Powered by AppSignal & Oban Pro

ExZarr 04.01 — Embeddings in Zarr (chunked vectors + similarity scan)

04_01_embeddings_in_zarr.livemd

ExZarr 04.01 — Embeddings in Zarr (chunked vectors + similarity scan)

This is a no-network GenAI-style tutorial:

  • we generate a tiny corpus
  • compute toy embeddings (hashing trick)
  • store them in ExZarr
  • do a cosine similarity “search” by scanning chunks

> In a real system you would swap in a true embedding model or an API call.


Setup

Mix.install([{:ex_zarr, path: ".."}])

alias ExZarr.Array
alias ExZarr.Gallery.{Pack, SampleData, Metrics}

1) A tiny corpus

corpus = SampleData.tiny_corpus()
Enum.map(corpus, fn {id, text} -> {id, String.slice(text, 0, 50) <> "..."} end)

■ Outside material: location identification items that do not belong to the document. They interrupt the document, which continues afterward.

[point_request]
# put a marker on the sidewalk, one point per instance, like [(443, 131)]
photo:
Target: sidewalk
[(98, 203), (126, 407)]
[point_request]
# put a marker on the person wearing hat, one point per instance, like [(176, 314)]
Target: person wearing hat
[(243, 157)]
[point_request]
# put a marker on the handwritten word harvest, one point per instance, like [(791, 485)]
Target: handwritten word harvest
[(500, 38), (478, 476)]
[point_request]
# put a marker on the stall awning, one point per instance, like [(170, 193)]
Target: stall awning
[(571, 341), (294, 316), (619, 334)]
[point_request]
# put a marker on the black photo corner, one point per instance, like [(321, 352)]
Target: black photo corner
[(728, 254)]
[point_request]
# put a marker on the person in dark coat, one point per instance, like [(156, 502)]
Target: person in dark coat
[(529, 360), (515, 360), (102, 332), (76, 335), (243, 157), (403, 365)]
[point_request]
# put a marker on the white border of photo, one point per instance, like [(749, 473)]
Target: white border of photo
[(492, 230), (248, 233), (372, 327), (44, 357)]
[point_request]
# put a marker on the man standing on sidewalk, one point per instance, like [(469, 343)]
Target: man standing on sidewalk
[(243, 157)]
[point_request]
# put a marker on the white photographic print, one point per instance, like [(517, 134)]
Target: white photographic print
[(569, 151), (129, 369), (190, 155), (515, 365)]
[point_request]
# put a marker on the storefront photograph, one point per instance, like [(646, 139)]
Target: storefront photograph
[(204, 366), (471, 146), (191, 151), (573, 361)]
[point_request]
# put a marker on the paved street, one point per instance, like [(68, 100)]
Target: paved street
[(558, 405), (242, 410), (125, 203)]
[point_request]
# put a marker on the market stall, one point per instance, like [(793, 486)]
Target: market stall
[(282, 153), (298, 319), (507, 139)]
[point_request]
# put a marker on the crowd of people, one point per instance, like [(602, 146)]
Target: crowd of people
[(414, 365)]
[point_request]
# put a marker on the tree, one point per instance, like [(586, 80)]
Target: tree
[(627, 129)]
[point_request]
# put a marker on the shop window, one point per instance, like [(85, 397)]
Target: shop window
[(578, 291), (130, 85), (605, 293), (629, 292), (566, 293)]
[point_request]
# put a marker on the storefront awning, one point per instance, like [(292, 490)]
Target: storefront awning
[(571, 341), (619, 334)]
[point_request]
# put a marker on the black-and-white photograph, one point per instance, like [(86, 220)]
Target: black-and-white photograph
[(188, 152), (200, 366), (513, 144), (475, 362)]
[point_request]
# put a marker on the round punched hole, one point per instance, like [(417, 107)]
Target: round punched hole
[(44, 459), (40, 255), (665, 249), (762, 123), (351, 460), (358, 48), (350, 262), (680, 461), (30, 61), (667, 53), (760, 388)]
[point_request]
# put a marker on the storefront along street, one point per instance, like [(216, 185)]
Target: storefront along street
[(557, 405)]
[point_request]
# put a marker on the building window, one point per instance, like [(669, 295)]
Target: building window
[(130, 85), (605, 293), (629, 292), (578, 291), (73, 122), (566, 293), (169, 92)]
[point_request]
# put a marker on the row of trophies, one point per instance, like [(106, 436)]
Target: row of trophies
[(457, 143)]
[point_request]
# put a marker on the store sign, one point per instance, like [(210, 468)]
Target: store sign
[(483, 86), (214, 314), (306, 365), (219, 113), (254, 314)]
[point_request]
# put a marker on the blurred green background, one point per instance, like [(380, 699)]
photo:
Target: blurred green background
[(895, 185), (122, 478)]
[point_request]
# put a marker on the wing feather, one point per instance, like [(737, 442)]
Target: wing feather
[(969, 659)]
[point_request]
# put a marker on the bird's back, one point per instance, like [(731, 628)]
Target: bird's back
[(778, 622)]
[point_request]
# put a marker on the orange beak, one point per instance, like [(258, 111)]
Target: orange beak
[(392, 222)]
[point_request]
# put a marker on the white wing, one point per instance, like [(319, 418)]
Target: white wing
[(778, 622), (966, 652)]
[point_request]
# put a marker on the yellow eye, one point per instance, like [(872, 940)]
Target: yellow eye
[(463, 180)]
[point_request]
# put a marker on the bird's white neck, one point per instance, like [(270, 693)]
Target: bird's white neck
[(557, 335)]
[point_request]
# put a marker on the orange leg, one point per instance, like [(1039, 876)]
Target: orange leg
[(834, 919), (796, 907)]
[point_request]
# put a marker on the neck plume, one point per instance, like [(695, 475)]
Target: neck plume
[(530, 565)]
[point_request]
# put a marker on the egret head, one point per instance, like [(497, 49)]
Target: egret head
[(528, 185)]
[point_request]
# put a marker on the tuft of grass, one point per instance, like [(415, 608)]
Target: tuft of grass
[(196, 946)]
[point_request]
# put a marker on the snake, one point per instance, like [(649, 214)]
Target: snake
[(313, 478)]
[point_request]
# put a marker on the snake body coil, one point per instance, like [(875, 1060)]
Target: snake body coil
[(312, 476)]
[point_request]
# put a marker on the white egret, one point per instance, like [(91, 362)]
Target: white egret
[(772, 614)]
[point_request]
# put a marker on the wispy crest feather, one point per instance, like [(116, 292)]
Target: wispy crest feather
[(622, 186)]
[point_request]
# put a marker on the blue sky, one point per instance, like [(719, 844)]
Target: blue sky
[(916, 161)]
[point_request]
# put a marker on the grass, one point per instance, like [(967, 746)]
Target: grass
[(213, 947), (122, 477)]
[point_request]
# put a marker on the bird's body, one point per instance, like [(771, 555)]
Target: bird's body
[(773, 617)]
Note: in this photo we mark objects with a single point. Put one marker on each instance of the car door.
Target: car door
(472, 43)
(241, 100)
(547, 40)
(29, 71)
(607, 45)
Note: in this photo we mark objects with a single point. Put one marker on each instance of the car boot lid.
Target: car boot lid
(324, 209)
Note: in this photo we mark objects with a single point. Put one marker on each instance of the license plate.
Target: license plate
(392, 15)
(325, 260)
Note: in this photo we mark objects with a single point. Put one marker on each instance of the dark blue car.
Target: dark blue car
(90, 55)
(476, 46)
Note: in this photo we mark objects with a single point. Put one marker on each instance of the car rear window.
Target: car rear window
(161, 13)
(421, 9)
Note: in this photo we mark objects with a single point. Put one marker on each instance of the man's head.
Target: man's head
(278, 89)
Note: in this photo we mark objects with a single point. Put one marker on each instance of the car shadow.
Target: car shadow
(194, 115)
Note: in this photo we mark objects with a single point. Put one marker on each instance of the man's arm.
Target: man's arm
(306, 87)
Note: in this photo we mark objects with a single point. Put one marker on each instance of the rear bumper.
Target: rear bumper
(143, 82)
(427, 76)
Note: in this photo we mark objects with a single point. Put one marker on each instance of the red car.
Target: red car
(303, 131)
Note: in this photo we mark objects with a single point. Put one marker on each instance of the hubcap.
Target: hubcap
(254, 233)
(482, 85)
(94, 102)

2) Toy embedding function (hashing trick)

We’ll create a vector of dimension dim, and for each token we add ±1.0 into a hashed bucket.

This is not SOTA; it’s a deterministic stand‑in so the notebook is runnable offline.

dim = 128

tokenize = fn text ->
  text
  |> String.downcase()
  |> String.replace(~r/[^a-z0-9\s]/u, " ")
  |> String.split(~r/\s+/u, trim: true)
end

embed = fn text ->
  vec = :array.new(dim, default: 0.0)

  tokens = tokenize.(text)

  vec =
    Enum.reduce(tokens, vec, fn tok, acc ->
      h = :erlang.phash2(tok, dim)
      sign = if rem(:erlang.phash2(tok <> "!", 2), 2) == 0, do: 1.0, else: -1.0
      :array.set(h, :array.get(h, acc) + sign, acc)
    end)

  # convert to list
  for i <- 0..(dim - 1), do: :array.get(i, vec)
end

embs =
  corpus
  |> Enum.map(fn {id, text} -> {id, embed.(text)} end)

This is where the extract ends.